State leaders State leaders seeking a budget fall guy, pick energy industry
Desperate to close a $2.2 billion revenue gap in an overdue $32 billion budget for 2017-18, the state Senate has advanced a unique proposal on to the state House.
The Senate has approved a drilling tax on the natural gas industry. In return, the state is promising an expedited permitting process on new drilling activity.
In other words, the state and the industry both get something they have wanted for a long time.
As expected, business groups are pushing back against the proposal, claiming the increased energy taxes will hurt the industry’s competitive standing, trigger higher bills for consumers and frighten away investment.

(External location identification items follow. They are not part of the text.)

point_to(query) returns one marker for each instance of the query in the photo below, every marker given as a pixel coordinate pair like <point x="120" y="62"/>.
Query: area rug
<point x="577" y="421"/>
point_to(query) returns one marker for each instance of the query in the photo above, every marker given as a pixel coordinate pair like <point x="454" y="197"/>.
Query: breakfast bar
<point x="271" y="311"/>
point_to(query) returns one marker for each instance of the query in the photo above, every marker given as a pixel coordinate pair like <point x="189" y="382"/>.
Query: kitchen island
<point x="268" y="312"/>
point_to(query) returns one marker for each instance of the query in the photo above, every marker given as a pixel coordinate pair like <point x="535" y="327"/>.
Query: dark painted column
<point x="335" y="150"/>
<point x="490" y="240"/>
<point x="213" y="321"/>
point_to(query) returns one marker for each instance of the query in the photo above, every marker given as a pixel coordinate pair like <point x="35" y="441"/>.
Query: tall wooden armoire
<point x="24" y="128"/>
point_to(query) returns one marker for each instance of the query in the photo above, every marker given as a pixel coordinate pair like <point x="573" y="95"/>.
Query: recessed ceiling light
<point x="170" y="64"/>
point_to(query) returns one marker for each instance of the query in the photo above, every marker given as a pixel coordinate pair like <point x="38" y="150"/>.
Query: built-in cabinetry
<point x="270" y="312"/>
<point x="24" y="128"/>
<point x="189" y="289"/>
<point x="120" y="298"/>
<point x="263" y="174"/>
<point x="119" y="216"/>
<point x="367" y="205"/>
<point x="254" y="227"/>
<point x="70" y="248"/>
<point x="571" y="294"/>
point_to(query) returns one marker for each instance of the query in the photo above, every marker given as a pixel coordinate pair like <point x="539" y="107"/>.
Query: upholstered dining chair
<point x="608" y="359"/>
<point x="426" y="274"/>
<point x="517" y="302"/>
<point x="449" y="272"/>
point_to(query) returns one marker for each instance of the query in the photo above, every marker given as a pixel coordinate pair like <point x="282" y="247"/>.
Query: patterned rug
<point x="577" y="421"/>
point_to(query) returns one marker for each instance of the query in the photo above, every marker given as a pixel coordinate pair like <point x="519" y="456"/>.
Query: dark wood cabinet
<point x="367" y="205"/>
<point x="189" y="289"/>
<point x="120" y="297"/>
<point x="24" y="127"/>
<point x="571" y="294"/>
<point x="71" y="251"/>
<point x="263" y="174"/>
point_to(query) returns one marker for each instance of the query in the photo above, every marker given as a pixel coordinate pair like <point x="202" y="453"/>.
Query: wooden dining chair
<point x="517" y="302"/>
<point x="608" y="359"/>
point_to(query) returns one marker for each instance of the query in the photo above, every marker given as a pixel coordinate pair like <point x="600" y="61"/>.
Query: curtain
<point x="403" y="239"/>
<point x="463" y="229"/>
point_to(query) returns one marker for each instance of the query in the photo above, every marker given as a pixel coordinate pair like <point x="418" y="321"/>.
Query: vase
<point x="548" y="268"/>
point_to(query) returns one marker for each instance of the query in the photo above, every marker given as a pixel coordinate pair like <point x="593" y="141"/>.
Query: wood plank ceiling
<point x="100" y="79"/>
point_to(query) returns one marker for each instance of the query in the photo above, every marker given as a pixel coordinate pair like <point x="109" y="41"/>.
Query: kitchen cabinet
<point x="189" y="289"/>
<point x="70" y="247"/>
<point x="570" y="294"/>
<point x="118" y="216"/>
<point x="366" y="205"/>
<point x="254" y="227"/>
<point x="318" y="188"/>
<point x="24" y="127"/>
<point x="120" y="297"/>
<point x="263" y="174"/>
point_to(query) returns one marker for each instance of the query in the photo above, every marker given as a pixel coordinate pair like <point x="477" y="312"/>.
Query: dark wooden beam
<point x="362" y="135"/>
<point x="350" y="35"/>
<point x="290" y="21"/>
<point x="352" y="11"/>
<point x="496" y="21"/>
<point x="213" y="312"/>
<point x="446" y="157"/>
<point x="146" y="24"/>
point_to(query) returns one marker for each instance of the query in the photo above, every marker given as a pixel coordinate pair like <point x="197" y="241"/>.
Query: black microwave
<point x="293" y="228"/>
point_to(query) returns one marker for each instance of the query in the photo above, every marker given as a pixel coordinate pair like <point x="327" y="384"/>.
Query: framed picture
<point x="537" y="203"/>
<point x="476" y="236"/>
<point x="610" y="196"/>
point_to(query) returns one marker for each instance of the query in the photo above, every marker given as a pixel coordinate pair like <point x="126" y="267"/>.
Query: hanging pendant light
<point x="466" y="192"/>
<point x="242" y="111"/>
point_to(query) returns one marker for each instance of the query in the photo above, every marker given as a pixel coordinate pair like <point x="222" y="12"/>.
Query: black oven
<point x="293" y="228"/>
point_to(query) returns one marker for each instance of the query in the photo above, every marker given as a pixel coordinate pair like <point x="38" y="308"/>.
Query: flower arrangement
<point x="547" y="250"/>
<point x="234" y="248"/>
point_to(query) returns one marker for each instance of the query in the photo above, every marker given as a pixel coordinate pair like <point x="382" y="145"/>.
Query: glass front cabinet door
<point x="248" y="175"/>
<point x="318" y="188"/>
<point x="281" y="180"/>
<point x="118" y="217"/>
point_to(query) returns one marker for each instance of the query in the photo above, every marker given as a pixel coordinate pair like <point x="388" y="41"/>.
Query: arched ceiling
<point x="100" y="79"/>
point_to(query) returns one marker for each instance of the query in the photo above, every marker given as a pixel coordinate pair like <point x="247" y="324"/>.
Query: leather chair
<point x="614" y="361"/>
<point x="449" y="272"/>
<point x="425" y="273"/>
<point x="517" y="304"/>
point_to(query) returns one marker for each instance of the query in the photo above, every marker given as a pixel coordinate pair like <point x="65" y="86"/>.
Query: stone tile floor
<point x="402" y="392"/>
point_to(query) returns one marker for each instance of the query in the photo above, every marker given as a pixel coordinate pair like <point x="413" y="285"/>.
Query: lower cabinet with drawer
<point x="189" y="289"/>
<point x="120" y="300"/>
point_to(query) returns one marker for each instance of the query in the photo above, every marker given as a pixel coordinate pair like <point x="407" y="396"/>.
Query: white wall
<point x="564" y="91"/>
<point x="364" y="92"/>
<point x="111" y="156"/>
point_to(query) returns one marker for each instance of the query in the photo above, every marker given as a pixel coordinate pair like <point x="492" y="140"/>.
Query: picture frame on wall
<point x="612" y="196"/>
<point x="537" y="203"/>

All that is probably true. What’s also true is that the state has a budget shortfall that needs to be solved – like yesterday.
We understand that it may be time for a modest severance tax on the gas industry in Pennsylvania in addition to the existing impact fee. Much of the $1.2 billion that has been generated by the impact fee since 2012 has been distributed to communities hosting the industry.
These revenue generating solutions would be easier to swallow if it was obvious the state’s leadership had done everything possible to limit the budget’s expense side of $32 billion, which is about 40 percent more than a decade ago. We are very skeptical of that and we hold multiple parties responsible for the budget’s size.
But the state does need to get a budget in place before it teeters on bankruptcy.
However, when consumers are receiving higher energy bills a year from now, they need to let lawmakers, not the business, know about their unhappiness. Loose spending – not a greedy energy industry – is the culprit.